1. specifically, gene sequences that are differentially expressed from animals such as mice are found among the genes of thousands of human NK cells, in particular. The genome of NK cells and the genome of animals have thousands of genes, and the search for the differentially expressed genes not only needs a large amount of comparison investigation, but also needs rigorous experimental verification, so that whether the differentially expressed genes can distinguish the sequences with differences can be determined. The qPCR technology is only a technical mode or a technical vector, and the complete application and the actual application value of the qPCR technology can be realized only by combining the qPCR technology with a specific gene sequence. If the pharmacokinetic analysis and the distribution biological analysis of NK cells can be realized, a specific sequence must be found first, and then a qPCR method is designed based on the specific sequence.

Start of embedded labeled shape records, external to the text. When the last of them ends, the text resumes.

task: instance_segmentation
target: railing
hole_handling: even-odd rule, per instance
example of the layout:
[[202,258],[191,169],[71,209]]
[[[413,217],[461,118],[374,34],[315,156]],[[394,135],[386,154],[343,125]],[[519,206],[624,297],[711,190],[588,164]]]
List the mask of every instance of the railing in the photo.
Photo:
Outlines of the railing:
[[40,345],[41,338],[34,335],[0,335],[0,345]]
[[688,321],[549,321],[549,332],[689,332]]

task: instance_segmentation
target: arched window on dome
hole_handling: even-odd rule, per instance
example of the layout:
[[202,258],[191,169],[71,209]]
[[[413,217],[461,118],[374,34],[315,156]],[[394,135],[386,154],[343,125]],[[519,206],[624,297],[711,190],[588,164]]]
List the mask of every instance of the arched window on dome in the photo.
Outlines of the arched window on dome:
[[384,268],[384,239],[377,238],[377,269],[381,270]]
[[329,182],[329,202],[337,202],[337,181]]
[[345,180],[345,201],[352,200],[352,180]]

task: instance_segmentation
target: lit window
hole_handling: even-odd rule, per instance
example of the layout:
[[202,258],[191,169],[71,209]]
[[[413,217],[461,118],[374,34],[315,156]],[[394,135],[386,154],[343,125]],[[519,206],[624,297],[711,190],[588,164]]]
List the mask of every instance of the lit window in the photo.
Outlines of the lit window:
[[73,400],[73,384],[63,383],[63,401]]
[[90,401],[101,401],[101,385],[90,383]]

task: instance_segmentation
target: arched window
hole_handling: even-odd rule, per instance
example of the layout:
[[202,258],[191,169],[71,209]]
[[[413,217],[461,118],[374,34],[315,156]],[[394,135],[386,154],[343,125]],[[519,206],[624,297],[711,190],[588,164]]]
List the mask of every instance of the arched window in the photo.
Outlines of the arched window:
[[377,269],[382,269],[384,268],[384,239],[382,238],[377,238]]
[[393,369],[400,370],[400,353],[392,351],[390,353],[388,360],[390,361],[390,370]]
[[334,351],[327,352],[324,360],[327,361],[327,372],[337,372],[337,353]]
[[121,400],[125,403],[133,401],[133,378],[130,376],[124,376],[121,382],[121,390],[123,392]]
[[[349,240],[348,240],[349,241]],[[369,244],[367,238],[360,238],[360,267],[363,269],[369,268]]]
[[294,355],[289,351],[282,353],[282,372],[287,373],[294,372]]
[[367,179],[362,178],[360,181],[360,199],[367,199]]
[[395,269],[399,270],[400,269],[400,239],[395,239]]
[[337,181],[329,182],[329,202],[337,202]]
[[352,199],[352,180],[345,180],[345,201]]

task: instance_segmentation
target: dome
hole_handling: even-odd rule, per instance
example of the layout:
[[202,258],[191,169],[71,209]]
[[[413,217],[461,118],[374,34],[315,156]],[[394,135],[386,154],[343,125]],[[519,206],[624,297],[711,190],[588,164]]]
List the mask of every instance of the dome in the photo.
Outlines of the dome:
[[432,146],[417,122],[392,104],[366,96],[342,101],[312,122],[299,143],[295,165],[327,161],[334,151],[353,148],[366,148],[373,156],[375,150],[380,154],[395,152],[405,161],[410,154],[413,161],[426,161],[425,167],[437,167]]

2. Designing a methodology. How to carry out methodology design aiming at personalized specific differential expression gene sequences based on a qPCR quantitative detection DNA technology, wherein the methodology design comprises primer design, probe design and target sequence selection.
3. And (4) setting a reaction system. Such as the control and optimization of the reaction components and the ratio in the reaction system.
4. Use of a critical Buffer (Buffer) in the reaction system. Compared with basic research, the invention is based on industrial application, and the component change can affect the use of the kit, so that the reaction system of the invention does not need to directly treat or dilute a sample with water like the basic research, but needs a precise and rigorous analysis system, emphasizes various detail changes, and ensures that the method and the kit meet the actual test verification.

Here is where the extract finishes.